Site icon Kościan na sygnale

Śmiertelna ofiara nocnego pożaru

Najprawdopodobniej w nocy z poniedziałku na wtorek doszło do pożaru, w wyniku którego zginął mężczyzna.

W dniu 3 kwietnia, najprawdopodobniej w godzinach nocnych doszło do pożaru w jednej z firm przy ul. Południowej w Śmiglu. Z niewiadomych dotąd przyczyn w szatni zapaliły się szafki. Ze względu na szczelność pomieszczenia pożar nie mógł się rozwinąć, w wyniku czego powstał tlenek węgla. Czad przedostał się do sąsiednich pomieszczeń, m.in do portierni, w której przebywał mężczyzna.

Około godziny 6:30 pracownicy firmy zauważyli nieprzytomnego mężczyznę. O zdarzeniu poinformowali służby ratunkowe. Na miejsce udała się policja oraz strażacy z PSP w Kościanie oraz OSP Śmigiel. Strażacy potwierdzili obecność trującego gazu w pomieszczeniach. Urządzenia kontrolne wskazały obecność tlenku węgla na poziomie ok. 30 ppm ale po zastosowaniu wentylacji stężenie szybko spadło. W szatni temperatura nie była podwyższona, a ściany i wyposażenie były już chłodne. Kamera termowizyjna nie wskazała zarzewi ognia. Przybyły na miejsce lekarz stwierdził zgon 56-letniego mieszkańca powiatu kościańskiego.

Najprawdopodobniej mężczyzna zginął w wyniku zatrucia tlenkiem węgla. Dokładną przyczynę śmierci wyjaśni sekcja zwłok. Przyczynę powstania pożaru wyjaśnia biegły. Mężczyzna przyszedł do pracy w poniedziałek ok. godz. 20.00 i miał dozorować teren firmy nocą. Wiele wskazuje, iż nie spodziewał się, że za ścianą ogień trawi wyposażenie szatni. Być może wystarczyło kilka wdechów trujących gazów, by stracił przytomność a później na ratunek nie było już szans. By bezpiecznie opuścić budynek musiałby wykonać zaledwie kilka kroków, tym bardziej, że w pomieszczeniu, w którym go znaleziono było także okno, którym także mógłby uciec.

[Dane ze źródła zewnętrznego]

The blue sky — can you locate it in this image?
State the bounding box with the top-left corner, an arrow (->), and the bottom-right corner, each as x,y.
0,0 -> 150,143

Ogień, który wybuchł z pomieszczeniu nie wyrządził poważnych szkód materialnych. Zniszczone zostały tylko szafki. Strażacy nawet nie musieli wykorzystać sprzętu gaśniczego aby usunąć zagrożenie. Największą tragedią była niestety śmierć człowieka, który nie spodziewał się zagrożenia oraz tego, że po raz ostatni wyszedł do pracy. Opisana historia wskazuje jak niewiele niesprzyjających okoliczności może przyczynić się do tego, by stracić życie.

Ogień i czad. Obudź czujność!

Jednocześnie przypominamy spot promujący kampanię „Czad i ogień. Obudź czujność!”. Jej celem jest upowszechnianie wiedzy na temat zagrożeń związanych z czadem. Czad (tlenek węgla) jest „cichym zabójcą” – jednym z pierwszych objawów zaczadzenia jest ból głowy. Sam czad jest bezwonny i bezbarwny, w wyniku jego działania dochodzi do niedotlenienia organizmu. Zatrucie tlenkiem węgla sprawia, że utrudniony zostaje transport tlenu do płuc. Aby prawidłowo rozpoznać zagrożenie czadem, potrzeba specjalnych czujników.